About 3500 million years ago, round about your upper bicep, oxygen is suddenly more abundant in the Earths atmosphere and the chemistry of our planet is changed forever. Currently the blame for this ‘Great Oxidation Event’ is placed on the evolution of photosynthetic cyanobacteria. They have yet to apologise. After this, nothing much happens until we get to your elbow, around 1600 million years ago. A bacteria swallows another bacteria, and for some reason the larger bacteria does not eat its victim. This is endosymbiosis, the evolution of the complex eukaryotic cell, the smaller bacteria eventually becomes the mitochondria of our own cells. You would think an event like this would revolutionise biology, and it does eventually. But like the bacteria before them, the first eukaryotes do nothing much for a really long time.

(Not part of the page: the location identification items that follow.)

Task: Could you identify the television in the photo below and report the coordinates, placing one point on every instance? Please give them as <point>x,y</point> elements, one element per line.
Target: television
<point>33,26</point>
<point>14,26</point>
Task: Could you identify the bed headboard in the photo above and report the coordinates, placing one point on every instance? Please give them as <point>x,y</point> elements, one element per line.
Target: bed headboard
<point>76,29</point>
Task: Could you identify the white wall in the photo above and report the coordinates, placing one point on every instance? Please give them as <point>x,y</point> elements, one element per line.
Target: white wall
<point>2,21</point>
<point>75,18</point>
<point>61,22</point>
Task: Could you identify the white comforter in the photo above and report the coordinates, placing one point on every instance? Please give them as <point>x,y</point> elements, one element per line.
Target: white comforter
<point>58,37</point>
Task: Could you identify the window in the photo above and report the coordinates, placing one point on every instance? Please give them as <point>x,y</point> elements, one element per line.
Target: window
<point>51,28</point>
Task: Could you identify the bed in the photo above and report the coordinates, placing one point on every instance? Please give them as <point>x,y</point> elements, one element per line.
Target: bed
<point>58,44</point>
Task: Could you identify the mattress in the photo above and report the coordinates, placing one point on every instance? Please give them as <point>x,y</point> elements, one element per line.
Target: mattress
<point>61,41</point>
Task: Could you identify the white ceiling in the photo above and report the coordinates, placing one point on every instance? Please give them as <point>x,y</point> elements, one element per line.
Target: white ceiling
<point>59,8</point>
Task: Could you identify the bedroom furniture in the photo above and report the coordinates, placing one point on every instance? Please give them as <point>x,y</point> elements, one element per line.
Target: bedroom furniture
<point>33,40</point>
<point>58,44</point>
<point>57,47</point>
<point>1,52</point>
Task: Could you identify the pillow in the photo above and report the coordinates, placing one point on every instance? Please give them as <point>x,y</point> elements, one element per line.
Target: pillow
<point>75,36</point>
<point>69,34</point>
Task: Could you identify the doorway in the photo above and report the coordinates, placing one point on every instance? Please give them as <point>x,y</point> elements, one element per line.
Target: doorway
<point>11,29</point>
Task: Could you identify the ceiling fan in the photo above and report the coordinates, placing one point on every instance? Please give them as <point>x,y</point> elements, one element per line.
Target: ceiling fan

This period of ‘nothing much for a really long time’ lasts from your elbow to your wrist, around a billion years. It is this interval of time, known as ‘The Big Lazy’ by me, and the Mid-Proterozoic by everyone else, that is the focus of my research. By studying rocks of this age, I am trying to understand if environmental controls, like nutrient availability or temperature (it was really warm back then) could have caused the apparent stasis in eukaryote evolution.

From around 800 to 600 million years ago, the base to the top of your wrist, a lot happens. Some eukaryotes do a second endosymbiosis with cyanobacteria and become photosynthetic algae, some also start working together in a single body and become the first sea weeds, who also invent sexual reproduction. Some amoeba start eating other amoeba, who in response either make the first shells, or learn to swim. This triggers a predator-prey arms race that rapidly escalates into a savage war for survival that rages to this day. At 550 million years, the base of your palm, some of the combatants grow large and start leaving visible fossils in the rocks. Some argue these creatures are plants or fungus, but most agree they are simple animals, or at least animal style organisms. At 542 million years, the middle of your thumb pad, life enters its nuclear age. Large shelled organisms appear, things with eyes and mouths and teeth and perhaps the greatest biological innovation of them all; an anus that is separate from the mouth.

By the top of your palm, large life forms are everywhere. They fill the oceans, they cover the land, they have infiltrated every single niche available, and they have made as many new niches. In the middle segment of your index finger, big lizards appear. A bit later they vanish when a rock the size of small mountain, and travelling at 250 thousand km per hour, tries to visit Mexico. Very quickly the lizards are replaced by furry warm-blooded, live birthing organisms called mammals. Around the middle of the last segment of your index finger the Earths vast tropical forests are replaced by grass lands. As grass is shorter and harder to climb than trees, some of the arboreal mammals called apes decide to live on the ground. To avoid being eaten they start walking upright to see over the grass. By the last quarter of the last segment of your index finger, some of those apes have started using simple stone tools to help them catch and prepare food. Shortly after, they also figure out how to make fire and how to attach a sharp stone to a long stick so they can catch food from a distance. Suddenly the Earth gets very cold and the upright apes decide to leave their warm homeland and travel to some of the coldest parts of the Earth. I have personally never forgiven them.

This brings us to the very end of your index finger, the final fraction of a millimetre of your fingernail. This thinnest sliver of your body, and of Earth History, represents all of recorded human history and civilisation, it represents every ‘modern’ human who has ever lived or ever will live. Around the last 300 thousand years or so. The entirety of human history, both written, archaeological and biological, is just the thinnest wisp of breath in the lifetime of our planet. A planet, which is itself, just a single rocky mote in the vast sweep of the universe.